Latin American throughputs have come off their summer highs and are expected to average 4.7 mb/d for the remainder of 2013. Argentina processed 560 kb/d in September, down 6.6% from a year earlier. Runs have yet to recover after a storm shut the 189 kb/d La Plata plant in April. As a result of lower throughput rates and increasing demand, Argentinean diesel imports have surged by 42% in the first 10 months of this year compared with the same period in 2012. At the same time, Argentina's exports of biodiesel to the EU have plummeted after the EU raised taxes and implemented restrictions in retaliation for alleged dumping practices. Argentina has a biodiesel production capacity of 850 kt/y, of which 21% goes to the domestic market. In an attempt to reduce its diesel imports and to mitigate the effect of lower biodiesel exports to Europe, Argentina will increase its mandatory biodiesel blend in diesel to 9% on 1 January and 10% on 1 February 2014, from 8% currently.

Brazilian refinery runs fell to 1.9 mb/d in October, and a 16-month low.
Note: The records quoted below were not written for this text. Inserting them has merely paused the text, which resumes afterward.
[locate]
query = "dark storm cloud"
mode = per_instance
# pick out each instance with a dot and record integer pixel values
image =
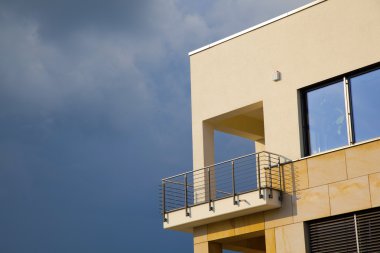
(59, 19)
(94, 109)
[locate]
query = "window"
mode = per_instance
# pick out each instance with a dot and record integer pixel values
(355, 232)
(341, 112)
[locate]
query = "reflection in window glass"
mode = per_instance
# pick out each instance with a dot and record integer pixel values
(365, 99)
(326, 118)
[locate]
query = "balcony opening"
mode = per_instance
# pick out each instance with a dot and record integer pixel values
(228, 146)
(239, 127)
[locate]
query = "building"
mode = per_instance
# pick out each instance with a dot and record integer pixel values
(305, 87)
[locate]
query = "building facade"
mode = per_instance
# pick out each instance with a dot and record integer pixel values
(305, 87)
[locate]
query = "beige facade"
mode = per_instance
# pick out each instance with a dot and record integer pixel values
(233, 90)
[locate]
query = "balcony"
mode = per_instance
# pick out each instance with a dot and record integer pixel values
(240, 186)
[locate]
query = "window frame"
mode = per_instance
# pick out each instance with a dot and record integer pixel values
(350, 117)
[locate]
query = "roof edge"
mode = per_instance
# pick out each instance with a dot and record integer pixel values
(256, 27)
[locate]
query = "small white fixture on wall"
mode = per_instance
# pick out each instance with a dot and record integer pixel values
(276, 76)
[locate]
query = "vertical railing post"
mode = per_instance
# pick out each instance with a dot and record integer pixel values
(209, 189)
(270, 176)
(259, 175)
(233, 182)
(280, 176)
(186, 204)
(163, 202)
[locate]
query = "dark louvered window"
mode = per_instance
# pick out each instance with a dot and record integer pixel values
(355, 232)
(368, 227)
A fire at Petrobras' Presidente Getulio Vargas Refinery in Parana state at the end of November has also curbed our expectations for throughputs for the end of this year. The refinery, also known as Repar, has a capacity of 190 kb/d, or about 10% of total Brazilian crude distillation capacity. The fire damaged the plant's distillation unit, forcing the company to shut the refinery to repair the damage. Petrobras announced it expects output at the refinery to restart on 17 December.

In Venezuela, PDVSA is reportedly in talks with Valero to restart some units its refinery in the near-offshore Dutch island of Aruba. Valero halted operations at the Aruba plant in September 2012 on poor economics. The site is now used as an oil product terminal. PdVSA is reportedly looking to lease some units of the refinery to produce heavy naphtha to mix into its increasingly heavy crude output from the Orinoco belt, as well as some additional storage space to replace tanks lost in several fires in 2012. PdVSA is already leasing storage tanks in Aruba from Valero and paying for the space with crude sent directly to the US. Valero has imported an average of 174 kb/d of Venezuelan crude this year up until September, an increase of 60% compared with the same period in 2012.